L’inflation aux États-Unis a nettement accéléré en mars, portée surtout par la flambée des prix de l’énergie dans un contexte de guerre avec l’Iran et de perturbation du marché pétrolier mondial. Selon le Bureau of Labor Statistics, publié vendredi, les prix à la consommation ont progressé de 0,9 % sur un mois, contre 0,3 % en février. Il s’agit de la hausse la plus marquée depuis mai 2022, au plus fort de la crise du coût de la vie.
La poussée est principalement liée à l’énergie, avec une envolée de 21,2 % du prix de l’essence et de plus de 30 % pour le fioul domestique. Le rapport officiel précise que l’indice de l’énergie a augmenté de 10,9 % en mars, sa plus forte progression mensuelle depuis septembre 2005. Cette tension s’explique par les secousses provoquées sur les marchés après le conflit déclenché fin février entre les États-Unis, Israël et l’Iran.

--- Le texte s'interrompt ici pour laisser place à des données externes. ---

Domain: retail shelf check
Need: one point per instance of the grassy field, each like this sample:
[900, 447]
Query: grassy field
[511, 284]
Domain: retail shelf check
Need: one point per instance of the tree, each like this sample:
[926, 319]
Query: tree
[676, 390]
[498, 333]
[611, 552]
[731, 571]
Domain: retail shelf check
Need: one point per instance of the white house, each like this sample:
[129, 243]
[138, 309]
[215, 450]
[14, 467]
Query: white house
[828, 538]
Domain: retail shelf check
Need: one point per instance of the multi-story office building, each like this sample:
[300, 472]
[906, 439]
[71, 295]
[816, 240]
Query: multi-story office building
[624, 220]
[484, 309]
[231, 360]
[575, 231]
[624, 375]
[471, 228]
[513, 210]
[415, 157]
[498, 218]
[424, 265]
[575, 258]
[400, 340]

Au cœur de la crise, le détroit d’Hormuz a été fermé par Téhéran, ce qui a fait grimper les cours du pétrole et du gaz à l’échelle mondiale. Le baril a atteint 120 dollars pendant les combats, contre environ 70 dollars le 27 février. Aux États-Unis, le gallon d’essence a dépassé 4,10 dollars, alors qu’il se situait sous les 3 dollars avant le début des hostilités.
Un cessez-le-feu de deux semaines a ensuite été conclu entre Washington et Téhéran, avec la promesse d’une levée du blocus sur Hormuz. Malgré ce répit, le trafic maritime dans ce couloir stratégique reliant le Golfe à l’océan Indien reste très inférieur à son niveau d’avant-guerre. L’agence de presse iranienne Fars a également indiqué mercredi que des pétroliers avaient été suspendus de passage dans le détroit, en réponse à l’assaut israélien au Liban.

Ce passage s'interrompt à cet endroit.